It's a bunch of nonsense that people give a damn what perks the rich get.

Let them get their perks.

But only AFTER we have a decent healthcare system, a decent educational system including what the rest of the civilized world is moving towards, highly subsidized college education, a decent system of maintaining and improving infrastructure and a strong effort to develop alternative energy sources, even if that means losing money now and then.

And also increases in wages as productivity and profits rise.

And cease with the endless foreign wars.

Make society decent and nobody gives a damn what perks the rich get.

But turn society into a shithole with endless wars, poor or highly costly education, crumbling infrastructure, stagnant wages, a third rate healthcare insurance system, shrinking opportunity and people who are already angry will lash out at any extravagance, even if it is overpriced meaninglessness.
 
Lots of moaning and groaning about how unions just want more, more, more, with the ultimate goal of driving their companies into bankruptcy. Does the author want less, less, less for his work?
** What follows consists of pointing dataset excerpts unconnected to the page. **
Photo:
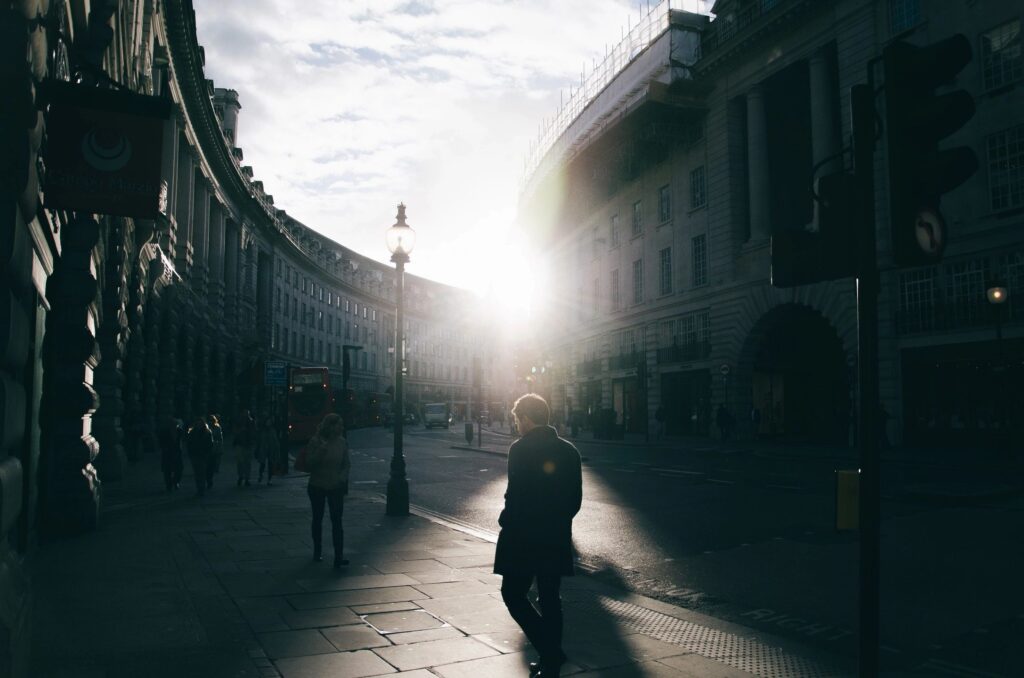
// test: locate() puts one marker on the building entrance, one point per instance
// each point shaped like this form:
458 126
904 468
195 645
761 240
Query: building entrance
686 399
799 386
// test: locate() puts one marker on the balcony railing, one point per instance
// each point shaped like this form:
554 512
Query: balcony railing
625 361
941 316
589 368
724 30
694 350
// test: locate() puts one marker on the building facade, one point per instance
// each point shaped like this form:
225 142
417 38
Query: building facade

He also sneered at labor unions as a 19th cy. solution, like high-speed trains. Except that hundreds of high-speed trains are running on thousands of mi/km of trackage in eastern and western Eurasia with great success.

The author claims it is the greed of the unions that bankrupted the companies.

Utter nonsense.

The bursting of the housing bubble caused by malfeasance in the mortgage market, reduced credit, dramatically slowed economic growth, and threw millions out of work in the process.

This of course caused people to buy less cars and led to the bankrupting of GM that wasn't doing very well anyway which wasn't the fault of the unions, it was the fault of management.

The way US sycophants to capitalism work is they blame any poor performance by management, or any extraneous circumstances, like an economy ruined by greed at the top, on the unions. Every thing is the fault of the unions who only negotiate, they do not take, as those at the top of corporations do without any end to their greed.
 
Why doesn't he sneer at the corporate owners always wanting more and more and more until they overexpand and collapse or have to shut down lots of stores or factories? Money and investment lost.

Why is it wrong for the "union" to always want more and more for its workers but it is okay for the corporate owner to always want more and more.
 
With the result that poor people who don't know any better hear nothing but negative messages about how unions don't work and are part of the problem anyway.

Add to that the fact that for many workers their very first experience with "the unions" is when their bosses inform them that they will be deducting ten percent of their paychecks for union dues whether they like it or not.

Add to that the fact that unions have historically (and in some cases, still today) avoid having any contact whatsoever with black people or "low bread" white people.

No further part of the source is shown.